Se viviamo in società assetate di sicurezza, ciò discende soprattutto dalle condizioni reali in cui si svolge la nostra vita quotidiana, dall’incertezza del e nel lavoro, dalla impossibilità materiale di progettare il futuro per sé e per i propri figli, dalla coscienza che dopo il collasso della social security un incidente o una malattia possono da un momento all’altro sconvolgere definitivamente i nostri piani di vita. Di questo si tratta, in realtà. Anche se, per un meccanismo tipico della coscienza, accade che la conseguenza venga scissa dalla causa e ricondotta a una origine diversa.

O il discorso sulla sicurezza sarà portato su questo terreno (sì da indurre risposte concrete in materia di politiche economiche e sociali, a cominciare dalla legislazione sul lavoro e dalla ricostruzione dei sistemi pubblici di welfare), o sarà inevitabile cooperare all’attuale deriva. Che non soltanto alimenta l’ansia (le leggi «anti-terrorismo» materializzano lo stato di guerra e giovano al prestigio di tutti gli integralismi), ma, per ciò stesso, fornisce sempre nuova linfa a quella perversa «filosofia della pazienza» che è il più micidiale dei veleni oggi in circolazione nel corpo delle nostre società. Le torture e le «estradizioni speciali»? Pazienza, è necessario sconfiggere il mostro terrorista. Le menzogne sulle armi di distruzione di massa? Pazienza, Saddam era un tiranno e comunque ormai siamo in ballo. L’assassinio del povero Jean Charles de Menezes, colpevole solo di non aver pagato il biglietto del metrò (oltre che di avere la pelle di un colore sospetto)? Pazienza, a mali estremi… I diritti umani, le Costituzioni, le garanzie, l’autonomia dei Parlamenti e delle magistrature? Pazienza, non siamo forse in guerra?
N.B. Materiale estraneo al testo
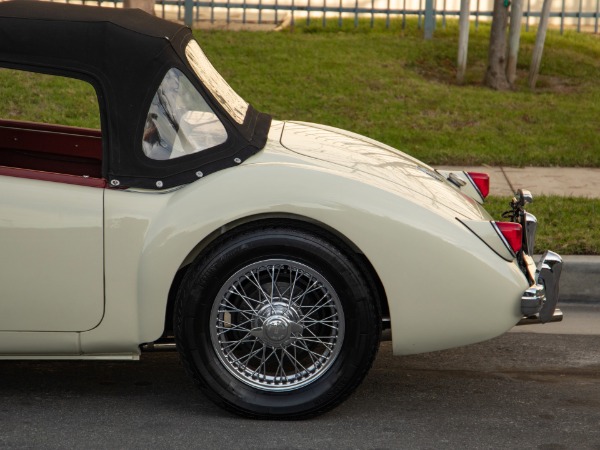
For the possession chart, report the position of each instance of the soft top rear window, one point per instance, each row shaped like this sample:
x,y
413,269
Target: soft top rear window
x,y
235,106
180,122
La storia, com’è noto, non si ripete, ma resta il fatto che la catastrofe del Novecento si verificò quando si riuscì a incanalare il consenso della massa (ceti medi e vasti strati popolari) a sostegno di politiche reazionarie, razziste e belliciste. Anche allora fu un fatto di paura, di ansie diffuse da un intreccio di crisi economica, politica e morale. Oggi si ha l’impressione che, certo in forme diverse, quel passato voglia tornare, e che il «secolo breve» intenda vendicarsi di tante precipitose sentenze di archiviazione. «Il sentimento della gente sta cambiando» ha osservato Ian Blair, capo della Metropolitan Police di Londra, rallegrandosi del favore con cui l’opinione pubblica ha accolto le nuove misure «anti-terrorismo». Proprio per questo è urgente affrontare da un punto di vista critico la questione della sicurezza. Il compito, va da sé, spetta in primo luogo alla sinistra di alternativa, a quelle forze – per parlare del nostro paese – che non hanno contribuito alla approvazione del «pacchetto Pisanu» e che, d’altra parte, hanno coscienza del nesso che lega la paura alla guerra e alle devastazioni del cosiddetto liberismo. Escano, queste forze, allo scoperto, lascino finalmente perdere le liti sui leader e le liste, e cerchino convergenze avanzate sul terreno dei progetti e degli impegni concreti. C’è un solo modo per uscire dall’incubo in cui la «rivoluzione conservatrice» ci ha scagliati oltre vent’anni or sono: ridare spazio alla speranza di un’altra società, diversa dal capitalismo, ritrovare il coraggio di dire che il mercato è solo uno strumento e che non è più il tempo del colonialismo e della guerra. Se non ora, quando?